As a Director in the Security Advisory practice at Stroz Friedberg, Brian leads cross-functional security consulting teams on a variety of engagements, including strategic consulting, risk assessments, compliance, and CISO Advisory projects. Areas of expertise include Cybersecurity strategy, security architecture, application security, vulnerability management, security operations, governance, risk management, and compliance.
Prior to joining Stroz Friedberg, Brian had 23 years at a global systemically important financial institution (G-SIFI), where he held various leadership roles in the areas of business, application architecture/development and Cybersecurity. As a Vice President on the corporate information security team, Brian played a key role in transforming the organization’s Cybersecurity maturity to a top tier program. His responsibilities included leading teams in the areas of Cybersecurity governance, infrastructure and network security, application security, vulnerability management and threat intelligence.
Select experience includes:
• Leading governance programs and reporting to leadership teams and regulators
• Developing metrics for Key Risk Indicators (KRI) and Key Performance Indicators (KPI)

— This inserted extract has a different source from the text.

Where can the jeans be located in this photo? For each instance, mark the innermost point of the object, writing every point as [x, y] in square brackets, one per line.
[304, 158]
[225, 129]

• Vulnerability scanning, network and application penetration testing
• Secure Software Development Lifecycle (S-SDLC) program development
• Risk Assessments including alignment with Second and Third Line of Defense initiatives
• Assessing, managing, and implementing changes to security policies and controls
• Data Loss Prevention (DLP) Program development
• Security Operations Center (SOC) maturation
• User security training and awareness programs
Brian had previously served 10 years in the US Army Reserves and National Guard as an Intelligence Analyst and Fire Direction Control Chief. This experience provided Brian with a foundation for leadership, discipline and accountability.
Brian’s undergraduate degree was a BS in Finance from Bryant University. He has is a Certified Information Security Manager (CISM). Currently, he is in the process of obtaining a Master’s Certificate in Cyber Security from Worcester Polytechnic Institute.